Dhaka LitFest 2017 and our heritage


The Dhaka LitFest 2017 has just drawn to a close. The three-day affair was once more an occasion for writers in Bangladesh and from abroad to link up with readers and culture enthusiasts in this country. Indeed, such endeavours, which have been taking place for the past few years, are a strong hint of the cultural revival we in Bangladesh have been trying to bring to light, given that disappearing bookshops, shrinking reading space and a qualitative decline in books have been part of our cultural life in the recent past. New bookshops have been coming up, of course, but alongside there are the stories of all those other bookstores which have been vanishing under the euphemistically termed downsizing of these shops.

There is little question that we in Bangladesh are today in great need of presenting our literature, indeed our culture, in these post-modern times to the outside world. Where writers from India and Pakistan, or with an Indian or Pakistani background, have made their mark on global literature owing to the fact that they write in English and so reach wider audiences, we in Bangladesh have lagged behind in the field owing to our inability to present similar instances of writers and writing abroad.

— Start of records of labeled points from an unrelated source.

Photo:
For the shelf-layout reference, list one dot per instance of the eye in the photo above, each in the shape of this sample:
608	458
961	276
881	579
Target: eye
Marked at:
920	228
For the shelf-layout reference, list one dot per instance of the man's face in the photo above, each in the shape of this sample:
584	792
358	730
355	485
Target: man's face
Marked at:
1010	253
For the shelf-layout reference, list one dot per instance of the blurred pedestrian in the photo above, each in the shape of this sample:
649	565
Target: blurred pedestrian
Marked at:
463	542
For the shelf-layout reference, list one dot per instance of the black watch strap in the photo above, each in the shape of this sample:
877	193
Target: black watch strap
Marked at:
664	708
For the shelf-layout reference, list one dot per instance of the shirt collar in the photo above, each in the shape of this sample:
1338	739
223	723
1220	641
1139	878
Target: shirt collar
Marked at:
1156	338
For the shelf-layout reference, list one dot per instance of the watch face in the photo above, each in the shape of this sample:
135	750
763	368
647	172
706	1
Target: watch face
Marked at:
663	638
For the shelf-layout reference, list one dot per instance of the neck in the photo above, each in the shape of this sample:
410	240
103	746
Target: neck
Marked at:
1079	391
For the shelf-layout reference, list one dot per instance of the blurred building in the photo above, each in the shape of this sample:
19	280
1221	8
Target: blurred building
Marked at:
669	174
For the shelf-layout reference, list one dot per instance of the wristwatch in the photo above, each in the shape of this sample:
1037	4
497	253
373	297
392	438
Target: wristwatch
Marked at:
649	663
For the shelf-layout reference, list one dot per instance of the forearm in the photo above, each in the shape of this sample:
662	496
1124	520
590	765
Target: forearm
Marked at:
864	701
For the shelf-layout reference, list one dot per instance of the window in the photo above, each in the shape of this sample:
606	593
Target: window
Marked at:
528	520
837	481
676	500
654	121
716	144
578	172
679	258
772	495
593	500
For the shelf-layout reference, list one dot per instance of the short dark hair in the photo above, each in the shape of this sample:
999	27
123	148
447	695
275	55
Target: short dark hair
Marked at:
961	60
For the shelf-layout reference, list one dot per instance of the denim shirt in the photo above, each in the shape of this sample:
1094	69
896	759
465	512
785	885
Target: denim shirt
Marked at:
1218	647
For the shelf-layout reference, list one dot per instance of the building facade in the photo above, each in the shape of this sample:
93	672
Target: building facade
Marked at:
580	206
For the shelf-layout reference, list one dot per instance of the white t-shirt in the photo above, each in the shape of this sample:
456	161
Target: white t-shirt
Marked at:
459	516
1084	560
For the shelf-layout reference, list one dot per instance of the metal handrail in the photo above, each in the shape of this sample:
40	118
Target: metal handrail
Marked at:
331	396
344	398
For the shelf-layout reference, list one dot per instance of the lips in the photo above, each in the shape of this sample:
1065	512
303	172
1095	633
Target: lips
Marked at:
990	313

To be sure, a new generation of young Bengali writers in English has been coming up, but it is only through exposure of the kind made possible by such occasions as the Dhaka LitFest that they can draw the attention of the world to their works. That is one important reason why we think the LitFest has been a boost to our cultural ambitions.

There is too the larger reality, which is that good efforts must be expended in producing meaningful works on Bangladesh's literature and history in the English language in order for the country's cultural heritage to be reflected in a positive way abroad.

At the same time, with all the political, historical and literary works in Bengali which have regularly been the centerpiece at such occasions as the annual Ekushey Boi Mela, it is important that publishers undertake the task, through government support if necessary, of translating them into good, modern English --- of the kind that avoids stilted or old-fashioned expressions.

We cannot escape the fact that English happens to be a major means of connecting cultural dots, a truth which has so clearly been accepted by writers in our neighbourhood. If we wish to go beyond the platitudes of emphasizing our heritage over and over again, it is important that we look to English as the vehicle that will help us underscore our history and our heritage before the world.

The Dhaka LitFest 2017 was recognition once again of the importance Bangladesh has in terms of global perspectives. Let that recognition now translate, on our part, into concrete achievements.